雪組トップスター望海風斗さんのバウホール初主演は、花組時代の2012年『Victorian Jazz』。

オリジナルの書下ろし作品で、演出家の田渕先生のデビュー作でもありました。

舞台はヴィクトリア女王時代のイギリス。

望海さん演じる奇術師ナイジェル·カニンガムが、お金に困って始めたインチキ降霊術をきっかけにイギリス王室の事件に立ち向かうことになるという、なんともスケールの大きな物語です。

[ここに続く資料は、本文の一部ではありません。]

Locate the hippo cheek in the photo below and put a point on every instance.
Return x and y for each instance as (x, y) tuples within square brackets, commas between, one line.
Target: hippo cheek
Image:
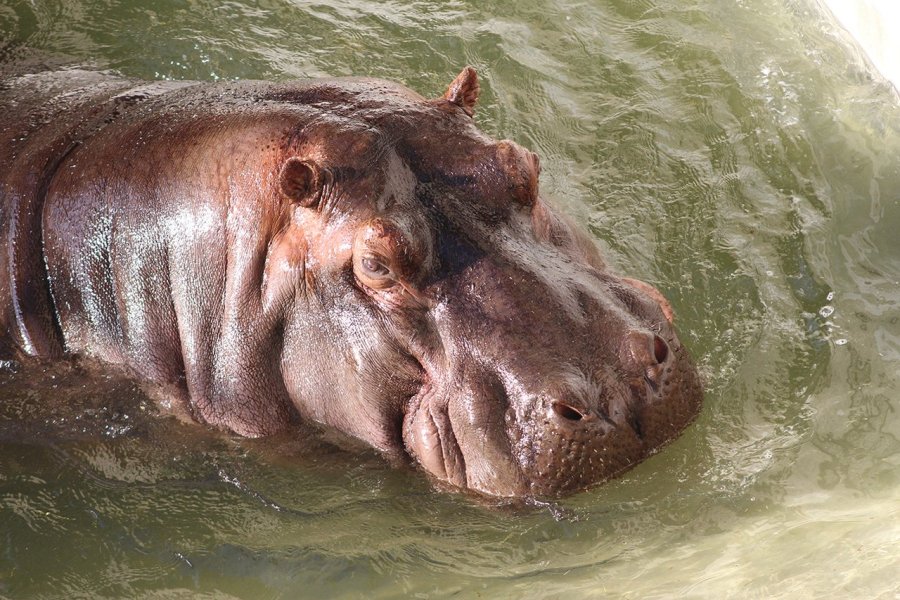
[(461, 438)]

ヒロインは『CASANOVA』で退団された桜咲彩花さん。

ちょっと空回り気味の女流新聞記者をキュートに演じていました。

脇を固めるのは現組長の高翔みず希さん、ヴィクトリア女王役の桜一花さん、皇太子役は花組次期トップ柚香光さん、鍵を握る女優アリス役に元トップ娘役の仙名彩世さんといった、錚々たる顔ぶれです!

響き渡る歌声

何をおいても歌ウマとして名高い望海さん。

望海風斗といえば歌、歌といえば望海風斗」といっても過言ではないほどです!(個人的見解)

 しかもこの作品はタイトルに「Jazz」を冠しているだけあって、粋なジャズナンバーが目白押し。

海外ミュージカル並の歌唱場面の多さで、望海さんの絶品の歌声を思う存分堪能することができます。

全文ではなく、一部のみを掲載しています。